KWYI
- Kawaihae, Hawaii; United States;
- Broadcast area: Kailua-Kona, Hawaii
- Frequency: 106.9 MHz
- Branding: The Beach Radio 106.9 Kona 102.7 Hilo

Programming
- Format: Hot AC/Oldies

Ownership
- Owner: Resonate Broadcasting; (Resonate Hawaii, LLC);
- Sister stations: KTBH-FM, KHBC, KHWI

History
- First air date: November 1993
- Former call signs: KTDH (5/3/1990-6/4/1990)
- Call sign meaning: sounds like "Kawaihae"

Technical information
- Licensing authority: FCC
- Facility ID: 12244
- Class: C1
- ERP: 4,500 watts
- HAAT: 904 meters (341 feet)
- Transmitter coordinates: 19°53′09″N 155°39′28″W﻿ / ﻿19.88583°N 155.65778°W
- Repeater: 102.7 KTBH-FM (Hilo)

Links
- Public license information: Public file; LMS;
- Webcast: Listen Live
- Website: The Beach

= KWYI =

KWYI (106.9 FM, "The Beach Radio 106.9 Kona 102.7 Hilo") is a radio station licensed to serve Kawaihae, Hawaii.
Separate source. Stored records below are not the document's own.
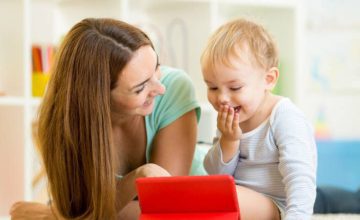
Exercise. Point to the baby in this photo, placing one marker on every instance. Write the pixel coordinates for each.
(264, 141)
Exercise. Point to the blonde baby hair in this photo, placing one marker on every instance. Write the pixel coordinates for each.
(244, 39)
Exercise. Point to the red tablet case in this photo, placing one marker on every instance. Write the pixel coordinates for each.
(188, 197)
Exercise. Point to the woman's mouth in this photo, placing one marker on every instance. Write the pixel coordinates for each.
(237, 109)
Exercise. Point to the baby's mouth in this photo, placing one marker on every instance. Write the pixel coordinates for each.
(237, 109)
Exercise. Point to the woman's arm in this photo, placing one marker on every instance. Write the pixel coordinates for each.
(174, 145)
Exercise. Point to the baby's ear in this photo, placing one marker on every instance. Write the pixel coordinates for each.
(271, 77)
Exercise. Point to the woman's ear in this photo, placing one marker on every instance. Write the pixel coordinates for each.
(271, 77)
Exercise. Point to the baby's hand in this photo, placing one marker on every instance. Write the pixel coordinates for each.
(228, 122)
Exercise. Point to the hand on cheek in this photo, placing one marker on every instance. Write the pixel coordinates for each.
(228, 122)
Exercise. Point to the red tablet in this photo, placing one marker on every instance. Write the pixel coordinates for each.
(188, 197)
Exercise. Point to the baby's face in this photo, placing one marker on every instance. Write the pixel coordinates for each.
(240, 86)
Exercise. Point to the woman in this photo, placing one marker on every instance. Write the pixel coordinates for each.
(106, 120)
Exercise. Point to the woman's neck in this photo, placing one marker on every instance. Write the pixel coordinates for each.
(263, 112)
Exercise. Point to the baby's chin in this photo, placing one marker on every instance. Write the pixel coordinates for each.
(237, 109)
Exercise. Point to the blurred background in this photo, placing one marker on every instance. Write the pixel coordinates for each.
(319, 44)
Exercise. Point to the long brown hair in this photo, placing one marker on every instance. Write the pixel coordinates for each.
(74, 132)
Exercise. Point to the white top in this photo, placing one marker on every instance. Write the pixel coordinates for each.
(278, 159)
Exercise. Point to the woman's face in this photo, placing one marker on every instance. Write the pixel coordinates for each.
(138, 84)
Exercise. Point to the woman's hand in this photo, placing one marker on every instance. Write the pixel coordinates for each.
(31, 211)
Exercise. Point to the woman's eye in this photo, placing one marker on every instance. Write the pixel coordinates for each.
(140, 89)
(235, 88)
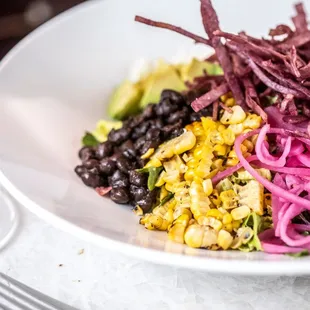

The station is owned by Resonate Hawaii LLC. It airs a Hot Adult Contemporary format featuring Oldies music on the weekends.

The station was assigned the KWYI call letters by the Federal Communications Commission on June 4, 1990.

KWYI is now "The Beach Radio 106.9 Kona 102.7 Hilo".